Adopting above well and layer selection principles, CO2 waterless fracturing were implemented in 6 wells in 2017, and the key parameters, such as success ratio, sand adding amount, production capacity post-fracturing were comprehensively promoted, which effectively supported CO2 waterless fracturing development practices of unconventional reservoirs.
The CO2 waterless fracturing, just as its name implies, is a fracturing technique using CO2 as the fracturing fluid.

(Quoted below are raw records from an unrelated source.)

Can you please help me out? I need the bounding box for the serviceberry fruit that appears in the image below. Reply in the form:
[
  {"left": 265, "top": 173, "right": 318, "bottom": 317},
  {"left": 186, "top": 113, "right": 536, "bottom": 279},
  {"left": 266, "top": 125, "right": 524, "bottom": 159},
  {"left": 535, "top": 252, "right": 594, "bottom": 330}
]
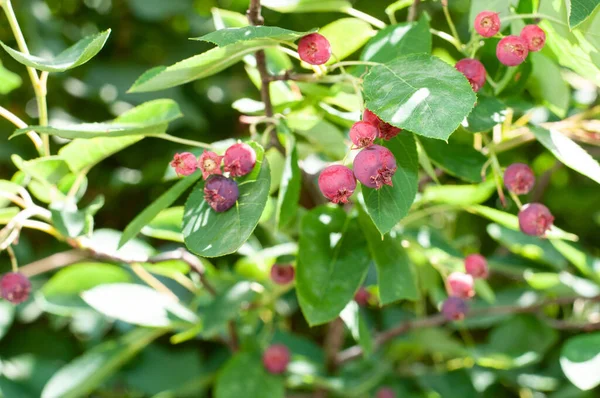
[
  {"left": 223, "top": 143, "right": 256, "bottom": 177},
  {"left": 520, "top": 25, "right": 546, "bottom": 51},
  {"left": 198, "top": 151, "right": 223, "bottom": 180},
  {"left": 504, "top": 163, "right": 535, "bottom": 195},
  {"left": 350, "top": 121, "right": 379, "bottom": 148},
  {"left": 0, "top": 272, "right": 31, "bottom": 304},
  {"left": 496, "top": 36, "right": 529, "bottom": 66},
  {"left": 204, "top": 174, "right": 240, "bottom": 213},
  {"left": 263, "top": 344, "right": 290, "bottom": 374},
  {"left": 474, "top": 11, "right": 500, "bottom": 37},
  {"left": 519, "top": 203, "right": 554, "bottom": 236},
  {"left": 465, "top": 254, "right": 489, "bottom": 279},
  {"left": 455, "top": 58, "right": 485, "bottom": 92},
  {"left": 171, "top": 152, "right": 198, "bottom": 176},
  {"left": 354, "top": 145, "right": 397, "bottom": 189},
  {"left": 298, "top": 33, "right": 331, "bottom": 65},
  {"left": 363, "top": 108, "right": 402, "bottom": 140},
  {"left": 319, "top": 164, "right": 356, "bottom": 203}
]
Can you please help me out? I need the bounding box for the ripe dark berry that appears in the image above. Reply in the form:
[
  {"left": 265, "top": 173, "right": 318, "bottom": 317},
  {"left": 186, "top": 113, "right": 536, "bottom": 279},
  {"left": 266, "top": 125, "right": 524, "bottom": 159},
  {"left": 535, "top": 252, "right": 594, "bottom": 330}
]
[
  {"left": 0, "top": 272, "right": 31, "bottom": 304},
  {"left": 263, "top": 344, "right": 290, "bottom": 374},
  {"left": 350, "top": 122, "right": 379, "bottom": 148},
  {"left": 504, "top": 163, "right": 535, "bottom": 195},
  {"left": 319, "top": 164, "right": 356, "bottom": 203},
  {"left": 521, "top": 25, "right": 546, "bottom": 51},
  {"left": 442, "top": 297, "right": 469, "bottom": 321},
  {"left": 363, "top": 108, "right": 402, "bottom": 140},
  {"left": 455, "top": 58, "right": 485, "bottom": 92},
  {"left": 271, "top": 264, "right": 295, "bottom": 285},
  {"left": 465, "top": 254, "right": 489, "bottom": 279},
  {"left": 354, "top": 145, "right": 397, "bottom": 189},
  {"left": 298, "top": 33, "right": 331, "bottom": 65},
  {"left": 496, "top": 36, "right": 529, "bottom": 66},
  {"left": 204, "top": 174, "right": 240, "bottom": 213},
  {"left": 223, "top": 143, "right": 256, "bottom": 177},
  {"left": 519, "top": 203, "right": 554, "bottom": 236},
  {"left": 474, "top": 11, "right": 500, "bottom": 37}
]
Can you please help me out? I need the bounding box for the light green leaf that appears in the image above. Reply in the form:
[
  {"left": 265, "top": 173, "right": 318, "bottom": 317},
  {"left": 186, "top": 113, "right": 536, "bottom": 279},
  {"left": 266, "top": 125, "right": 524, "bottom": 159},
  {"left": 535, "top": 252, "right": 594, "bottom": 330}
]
[{"left": 0, "top": 29, "right": 110, "bottom": 72}]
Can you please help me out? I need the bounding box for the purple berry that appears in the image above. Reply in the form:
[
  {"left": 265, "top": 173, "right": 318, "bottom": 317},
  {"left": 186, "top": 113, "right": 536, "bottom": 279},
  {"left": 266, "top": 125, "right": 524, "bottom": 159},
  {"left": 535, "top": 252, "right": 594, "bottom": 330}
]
[
  {"left": 496, "top": 36, "right": 529, "bottom": 66},
  {"left": 350, "top": 122, "right": 379, "bottom": 148},
  {"left": 298, "top": 33, "right": 331, "bottom": 65},
  {"left": 519, "top": 203, "right": 554, "bottom": 236},
  {"left": 0, "top": 272, "right": 31, "bottom": 304},
  {"left": 204, "top": 174, "right": 240, "bottom": 213},
  {"left": 504, "top": 163, "right": 535, "bottom": 195},
  {"left": 474, "top": 11, "right": 500, "bottom": 37},
  {"left": 454, "top": 58, "right": 485, "bottom": 92},
  {"left": 319, "top": 164, "right": 356, "bottom": 203},
  {"left": 263, "top": 344, "right": 290, "bottom": 374},
  {"left": 354, "top": 145, "right": 397, "bottom": 189},
  {"left": 223, "top": 143, "right": 256, "bottom": 177}
]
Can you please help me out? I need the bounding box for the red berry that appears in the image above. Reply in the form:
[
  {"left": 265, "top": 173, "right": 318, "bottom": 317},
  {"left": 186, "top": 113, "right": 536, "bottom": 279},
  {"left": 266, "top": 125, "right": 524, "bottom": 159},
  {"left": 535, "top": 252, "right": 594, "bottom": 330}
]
[
  {"left": 298, "top": 33, "right": 331, "bottom": 65},
  {"left": 198, "top": 151, "right": 223, "bottom": 180},
  {"left": 271, "top": 264, "right": 295, "bottom": 285},
  {"left": 504, "top": 163, "right": 535, "bottom": 195},
  {"left": 465, "top": 254, "right": 489, "bottom": 279},
  {"left": 474, "top": 11, "right": 500, "bottom": 37},
  {"left": 496, "top": 36, "right": 529, "bottom": 66},
  {"left": 171, "top": 152, "right": 198, "bottom": 176},
  {"left": 354, "top": 145, "right": 397, "bottom": 189},
  {"left": 0, "top": 272, "right": 31, "bottom": 304},
  {"left": 442, "top": 297, "right": 469, "bottom": 321},
  {"left": 455, "top": 58, "right": 485, "bottom": 92},
  {"left": 519, "top": 203, "right": 554, "bottom": 236},
  {"left": 223, "top": 143, "right": 256, "bottom": 177},
  {"left": 319, "top": 164, "right": 356, "bottom": 203},
  {"left": 263, "top": 344, "right": 290, "bottom": 374},
  {"left": 350, "top": 122, "right": 379, "bottom": 148},
  {"left": 204, "top": 174, "right": 240, "bottom": 213},
  {"left": 521, "top": 25, "right": 546, "bottom": 51},
  {"left": 363, "top": 108, "right": 402, "bottom": 140}
]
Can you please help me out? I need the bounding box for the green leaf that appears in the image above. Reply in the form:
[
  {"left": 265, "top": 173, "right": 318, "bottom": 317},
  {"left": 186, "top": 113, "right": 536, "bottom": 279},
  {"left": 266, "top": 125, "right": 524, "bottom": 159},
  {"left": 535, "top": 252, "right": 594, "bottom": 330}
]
[
  {"left": 183, "top": 142, "right": 271, "bottom": 257},
  {"left": 296, "top": 206, "right": 370, "bottom": 326},
  {"left": 531, "top": 127, "right": 600, "bottom": 184},
  {"left": 364, "top": 54, "right": 477, "bottom": 140},
  {"left": 560, "top": 332, "right": 600, "bottom": 391},
  {"left": 0, "top": 29, "right": 110, "bottom": 72},
  {"left": 362, "top": 132, "right": 419, "bottom": 235},
  {"left": 214, "top": 352, "right": 285, "bottom": 398}
]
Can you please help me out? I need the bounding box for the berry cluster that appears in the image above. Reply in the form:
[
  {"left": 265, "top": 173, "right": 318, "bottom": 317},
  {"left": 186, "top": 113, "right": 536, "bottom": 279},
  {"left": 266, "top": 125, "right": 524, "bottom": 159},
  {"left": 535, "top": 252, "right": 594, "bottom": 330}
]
[{"left": 171, "top": 143, "right": 256, "bottom": 213}]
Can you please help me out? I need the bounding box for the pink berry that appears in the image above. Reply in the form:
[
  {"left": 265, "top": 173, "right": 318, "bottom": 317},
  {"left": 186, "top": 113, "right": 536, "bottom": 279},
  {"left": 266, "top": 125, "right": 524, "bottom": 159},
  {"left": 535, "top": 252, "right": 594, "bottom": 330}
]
[
  {"left": 465, "top": 254, "right": 489, "bottom": 279},
  {"left": 519, "top": 203, "right": 554, "bottom": 236},
  {"left": 271, "top": 264, "right": 295, "bottom": 285},
  {"left": 446, "top": 272, "right": 475, "bottom": 299},
  {"left": 363, "top": 108, "right": 402, "bottom": 140},
  {"left": 474, "top": 11, "right": 500, "bottom": 37},
  {"left": 442, "top": 297, "right": 469, "bottom": 321},
  {"left": 455, "top": 58, "right": 485, "bottom": 92},
  {"left": 504, "top": 163, "right": 535, "bottom": 195},
  {"left": 496, "top": 36, "right": 529, "bottom": 66},
  {"left": 204, "top": 174, "right": 240, "bottom": 213},
  {"left": 263, "top": 344, "right": 290, "bottom": 374},
  {"left": 350, "top": 122, "right": 379, "bottom": 148},
  {"left": 198, "top": 151, "right": 223, "bottom": 180},
  {"left": 354, "top": 145, "right": 397, "bottom": 189},
  {"left": 171, "top": 152, "right": 198, "bottom": 176},
  {"left": 298, "top": 33, "right": 331, "bottom": 65},
  {"left": 319, "top": 164, "right": 356, "bottom": 203},
  {"left": 0, "top": 272, "right": 31, "bottom": 304},
  {"left": 521, "top": 25, "right": 546, "bottom": 51},
  {"left": 223, "top": 143, "right": 256, "bottom": 177}
]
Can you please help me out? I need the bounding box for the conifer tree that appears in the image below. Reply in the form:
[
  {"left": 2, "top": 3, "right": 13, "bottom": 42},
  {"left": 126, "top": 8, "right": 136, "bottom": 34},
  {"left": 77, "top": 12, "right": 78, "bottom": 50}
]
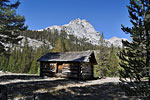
[
  {"left": 94, "top": 34, "right": 109, "bottom": 77},
  {"left": 108, "top": 45, "right": 120, "bottom": 77},
  {"left": 0, "top": 0, "right": 27, "bottom": 54},
  {"left": 119, "top": 0, "right": 150, "bottom": 98}
]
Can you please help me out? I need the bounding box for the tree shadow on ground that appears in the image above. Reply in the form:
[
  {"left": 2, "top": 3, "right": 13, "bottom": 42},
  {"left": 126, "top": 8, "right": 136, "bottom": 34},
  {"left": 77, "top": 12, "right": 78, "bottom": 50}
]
[
  {"left": 7, "top": 79, "right": 129, "bottom": 100},
  {"left": 34, "top": 83, "right": 129, "bottom": 100}
]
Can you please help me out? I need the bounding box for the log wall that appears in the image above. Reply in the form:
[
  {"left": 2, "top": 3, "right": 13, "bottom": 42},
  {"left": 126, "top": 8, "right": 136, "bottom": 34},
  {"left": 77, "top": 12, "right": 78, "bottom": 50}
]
[{"left": 40, "top": 62, "right": 93, "bottom": 80}]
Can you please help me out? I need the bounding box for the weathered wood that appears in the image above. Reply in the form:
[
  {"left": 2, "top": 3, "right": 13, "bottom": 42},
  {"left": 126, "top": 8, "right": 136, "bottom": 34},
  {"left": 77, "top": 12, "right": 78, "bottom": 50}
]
[{"left": 0, "top": 85, "right": 7, "bottom": 100}]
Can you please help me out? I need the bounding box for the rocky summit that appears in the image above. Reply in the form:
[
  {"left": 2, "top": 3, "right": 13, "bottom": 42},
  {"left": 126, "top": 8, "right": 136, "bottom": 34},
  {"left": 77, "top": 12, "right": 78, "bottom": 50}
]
[{"left": 38, "top": 18, "right": 127, "bottom": 47}]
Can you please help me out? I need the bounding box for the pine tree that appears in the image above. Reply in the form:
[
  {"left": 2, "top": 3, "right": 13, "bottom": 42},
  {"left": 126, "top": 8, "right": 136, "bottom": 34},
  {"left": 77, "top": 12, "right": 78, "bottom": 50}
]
[
  {"left": 0, "top": 0, "right": 27, "bottom": 54},
  {"left": 119, "top": 0, "right": 150, "bottom": 98},
  {"left": 94, "top": 34, "right": 109, "bottom": 77},
  {"left": 108, "top": 45, "right": 120, "bottom": 77},
  {"left": 53, "top": 37, "right": 66, "bottom": 52}
]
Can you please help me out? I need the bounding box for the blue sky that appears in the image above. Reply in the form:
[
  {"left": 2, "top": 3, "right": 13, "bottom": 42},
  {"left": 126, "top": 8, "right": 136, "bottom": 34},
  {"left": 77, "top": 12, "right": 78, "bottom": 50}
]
[{"left": 17, "top": 0, "right": 131, "bottom": 39}]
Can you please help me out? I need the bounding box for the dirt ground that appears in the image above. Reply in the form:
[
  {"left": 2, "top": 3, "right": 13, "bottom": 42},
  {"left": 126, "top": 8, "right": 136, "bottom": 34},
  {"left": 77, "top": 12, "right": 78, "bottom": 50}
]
[{"left": 0, "top": 74, "right": 129, "bottom": 100}]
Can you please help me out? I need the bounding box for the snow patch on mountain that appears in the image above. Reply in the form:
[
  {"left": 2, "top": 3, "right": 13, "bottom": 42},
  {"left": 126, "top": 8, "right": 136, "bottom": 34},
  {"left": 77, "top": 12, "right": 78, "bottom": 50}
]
[
  {"left": 45, "top": 18, "right": 100, "bottom": 45},
  {"left": 105, "top": 37, "right": 128, "bottom": 47},
  {"left": 38, "top": 18, "right": 127, "bottom": 47}
]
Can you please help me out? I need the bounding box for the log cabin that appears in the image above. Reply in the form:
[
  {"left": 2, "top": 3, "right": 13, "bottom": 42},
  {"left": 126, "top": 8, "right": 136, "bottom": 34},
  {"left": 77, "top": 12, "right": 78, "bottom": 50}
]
[{"left": 37, "top": 51, "right": 97, "bottom": 80}]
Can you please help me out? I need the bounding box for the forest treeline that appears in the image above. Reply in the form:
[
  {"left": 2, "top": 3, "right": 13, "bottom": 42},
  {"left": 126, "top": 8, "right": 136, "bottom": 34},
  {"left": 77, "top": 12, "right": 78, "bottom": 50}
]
[{"left": 0, "top": 30, "right": 119, "bottom": 77}]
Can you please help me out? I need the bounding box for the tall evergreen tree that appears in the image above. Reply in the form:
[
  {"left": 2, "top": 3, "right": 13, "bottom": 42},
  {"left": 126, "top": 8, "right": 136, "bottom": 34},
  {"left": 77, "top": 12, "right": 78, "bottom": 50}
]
[
  {"left": 0, "top": 0, "right": 27, "bottom": 54},
  {"left": 119, "top": 0, "right": 150, "bottom": 98},
  {"left": 94, "top": 34, "right": 109, "bottom": 77}
]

During the operation, proppants are mixed with liquid CO2 under pressurized conditions, with the help of the customized blending apparatus, and the mixture is then injected into the wellbore to break the reservoir formation, create artificial fractures, and place proppants to avoid fracture closure after depressurization. The CO2 blending apparatus is a high-pressure sealed container, in which proppants are put inside prior to the fracturing operation. The blender connects the piping system, and is capable of mixing the proppant and CO2 liquid stream, and driving the mixture into the high-pressure fracturing pump.